Expressed concerns and asked questions appropriate to pts case and I understood that they would be very compliant.
60 Prognosis
Pt continued to have poor coordination and visual defects due to the stroke and had more advances to make in his therapy however continued to improve.
Prognosis at that time was fair but if the pts appetite continued to improve and if he continued to progress with therapy his outcome looks good for the future.
61 Related Literature 62 Whole-grain and fiber intake and the incidence of type 2 diabetes.
Bibliographical Information
Montonen J Knekt P Jarvinen R Aromaa A and Reunanen A. Whole-grain and fiber intake and the incidence of type 2 diabetes. American Journal of Clinical Nutrition 2003 77 622-629.
Summary of Findings
Typically obesity and lack of physical activity are the hallmarks of diabetes however there was not much research that stated preventative factors in diabetes. This study was completed to determine whether dietary fiber may protect against the development of diabetes or complications from diabetes. They presented food questionnaires and retained dietary recalls to obtain their information. In the end it was determined that refined grains and fiber especially cereal fiber would reduce the risk and complications of type 2 diabetes. Refined fibers reduce transit time of carbs in the stomach decreasing insulin demand.
63 Intake of Fruit and Vegetables and the Risk of Ischemic Stroke in a Cohort of Danish Men and Women.

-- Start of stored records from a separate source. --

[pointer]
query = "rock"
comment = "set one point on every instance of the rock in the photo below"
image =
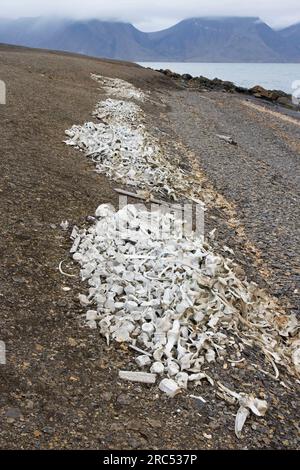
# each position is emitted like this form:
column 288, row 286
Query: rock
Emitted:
column 106, row 396
column 14, row 413
column 123, row 400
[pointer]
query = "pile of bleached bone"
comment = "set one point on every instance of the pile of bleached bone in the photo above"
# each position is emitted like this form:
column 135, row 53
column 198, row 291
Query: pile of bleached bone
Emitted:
column 170, row 297
column 125, row 151
column 175, row 302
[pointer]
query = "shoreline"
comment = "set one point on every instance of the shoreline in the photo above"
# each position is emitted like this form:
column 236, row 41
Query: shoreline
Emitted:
column 61, row 386
column 201, row 83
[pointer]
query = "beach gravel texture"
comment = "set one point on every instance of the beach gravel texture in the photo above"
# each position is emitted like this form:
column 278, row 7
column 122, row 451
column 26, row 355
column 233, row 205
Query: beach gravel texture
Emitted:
column 60, row 387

Bibliographical Information
Johnsen SP Overvad K Stripp C Tjonneland A Husted SE Sorensen HT. American Journal of Clinical Nutrition 2003 78 57-64.
Summary of findings
Certain dietary factors may influence the development of stroke. The creators of this study wanted to know if fruit and vegetable intake would decrease the risk of developing stroke. Food frequency questionnaires were passed out to determine intake. They determined that consumption of fruit specifically citrus fruit was associated with reduced risk of stroke. Vegetable intake did not show any relation to the reduced risk of stroke. It produced the same results as other studies however it may not have been really effective because it was a very short study that only assessed their intake before hospitalization.
64 Relationship of Helicobacter pylori Infection to Arterial Stiffness in Japanese Subjects.

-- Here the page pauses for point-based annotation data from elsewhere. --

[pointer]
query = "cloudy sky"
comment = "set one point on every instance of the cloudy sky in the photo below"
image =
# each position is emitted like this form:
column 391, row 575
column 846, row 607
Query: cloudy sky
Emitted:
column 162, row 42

Bibliographical Information
Saijo Y Utsugi M Yoshioka E Horikawa N Sato T Gong Y Kishi R. Relationship of helicobacter pylori infection to arterial stiffness in Japanese subjects. Hypertension Research 2005 28 283-292.
Summary of Findings
H. Pylori has been noted to be a risk factor in CVD and cerebrovascular dz. This study reviewed pts with known H. pylori infection and their development of arterial stiffness. Once all data was collected it was noted that those with this infection had increased arterial stiffness even after taking into consideration other risk factors for atherosclerosis. They were not able to determine why it caused stiffness but it was correlated with higher levels of CRP due the inflammatory state it created. It is known that inflammation following the infection as well as elevated CRP can increase CVD risk however they were unable to determine this from the study. Other studies will be done in the future to fully understand the relationship of H. pylori and atherosclerosis and whether antibiotic therapy can decrease that risk.